Inflammatory reactions occur in the apical periodontal ligament
↓
Dilatation of blood vessels
↓
Initiation of inflammatory response due to the presence of polymorphonuclear leukocytes and round cells
↓
Accumulation of serous exudate
↓
Distention of periodontal ligament and extrusion of tooth, slight tenderness
↓
If irritation continues
↓
Loss of alveolar bone (unavoidable side effect of the defensive process by host to provide a necessary effective immune response
to root canal infection)
Apical periodontitis Diagnosis:
- The tooth is tender on percussion
- A radiographic picture of the vital tooth may show no change, whereas in the case of the nonvital tooth, it may show a widening of apical periodontal ligament space and loss of lamina dura.
Apical periodontitis Diffrential Diagnosis:
It should be diffrentiated from an acute apical abscess on the basis of history, symptoms, and clinical tests.
Apical periodontitis Treatment:
- If the cause is irreversible pulpitis or necrotic pulp, initiate endodontic treatment.
- If the cause is hyper occlusion, adjust the occlusion for immediate relief.
- To control postoperative pain following initial endodontic therapy, analgesics are prescribed.
- The use of antibiotics, either alone or in conjunction with root canal therapy is not recommended.
- For nonrestorable teeth, extraction is indicated
Acute Apical Abscess
Acute Apical Abscess Synonyms:
Acute Abscess, Acute Dentoalveolar, Abscess, Acute Periapical Abscess, and Acute Radicular Abscess. It is an inflammatory reaction to pulp infection and necrosis characterized by rapid onset, pus formation, spontaneous pain, tenderness on percussion, and eventual swelling of associated tissues.
Etiology:
- The most common cause is an invasion of bacteria from necrotic pulp tissue.

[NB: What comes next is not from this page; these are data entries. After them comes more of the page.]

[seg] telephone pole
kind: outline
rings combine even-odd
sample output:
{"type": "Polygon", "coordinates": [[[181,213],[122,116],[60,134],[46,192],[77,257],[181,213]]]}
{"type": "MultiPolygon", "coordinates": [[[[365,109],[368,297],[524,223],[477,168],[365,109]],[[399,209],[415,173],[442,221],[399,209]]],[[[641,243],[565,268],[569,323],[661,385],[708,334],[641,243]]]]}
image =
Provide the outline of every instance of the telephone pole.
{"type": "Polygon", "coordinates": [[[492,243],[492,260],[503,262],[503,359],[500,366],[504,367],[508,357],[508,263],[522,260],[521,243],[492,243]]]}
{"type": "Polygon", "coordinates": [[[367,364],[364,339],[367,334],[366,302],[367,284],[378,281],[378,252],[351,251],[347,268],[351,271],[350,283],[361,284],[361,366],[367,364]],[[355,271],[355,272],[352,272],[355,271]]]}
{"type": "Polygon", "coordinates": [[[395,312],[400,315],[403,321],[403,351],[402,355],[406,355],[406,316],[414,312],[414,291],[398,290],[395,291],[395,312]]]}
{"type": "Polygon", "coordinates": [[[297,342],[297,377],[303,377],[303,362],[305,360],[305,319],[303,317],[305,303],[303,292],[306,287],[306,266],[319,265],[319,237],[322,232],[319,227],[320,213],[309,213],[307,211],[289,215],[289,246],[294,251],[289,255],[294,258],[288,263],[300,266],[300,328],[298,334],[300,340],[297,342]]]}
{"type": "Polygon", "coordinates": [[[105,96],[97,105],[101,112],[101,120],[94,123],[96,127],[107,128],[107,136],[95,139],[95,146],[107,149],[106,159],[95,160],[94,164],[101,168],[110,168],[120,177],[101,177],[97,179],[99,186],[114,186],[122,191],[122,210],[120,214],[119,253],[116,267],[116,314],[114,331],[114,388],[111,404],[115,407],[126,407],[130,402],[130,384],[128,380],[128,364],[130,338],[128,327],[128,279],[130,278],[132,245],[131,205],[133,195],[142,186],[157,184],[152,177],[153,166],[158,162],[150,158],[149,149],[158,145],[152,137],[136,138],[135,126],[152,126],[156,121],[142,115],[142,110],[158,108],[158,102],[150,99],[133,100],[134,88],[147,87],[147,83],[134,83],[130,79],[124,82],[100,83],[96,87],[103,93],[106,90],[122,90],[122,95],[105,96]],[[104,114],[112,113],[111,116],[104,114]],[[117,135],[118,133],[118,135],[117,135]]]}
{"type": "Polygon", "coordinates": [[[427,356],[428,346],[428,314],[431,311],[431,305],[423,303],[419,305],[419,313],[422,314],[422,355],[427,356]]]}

- Trauma, chemical, or any mechanical injury resulting in pulp necrosis.
- Irritation of periapical tissue by chemical or mechanical treatment during root canal treatment.
Tissue at surface of swelling appears taut and inflmed and pus starts to form underneath it. Surface tissue may become inflamed from the pressure of underlying pus and finally rupture from this pressure.
Initially, the pus comes out in the form of a small opening but later it may increase in size or number depending upon the amount of pressure of pus and the softness of the tissue overlying it. This process is the beginning of chronic abscess.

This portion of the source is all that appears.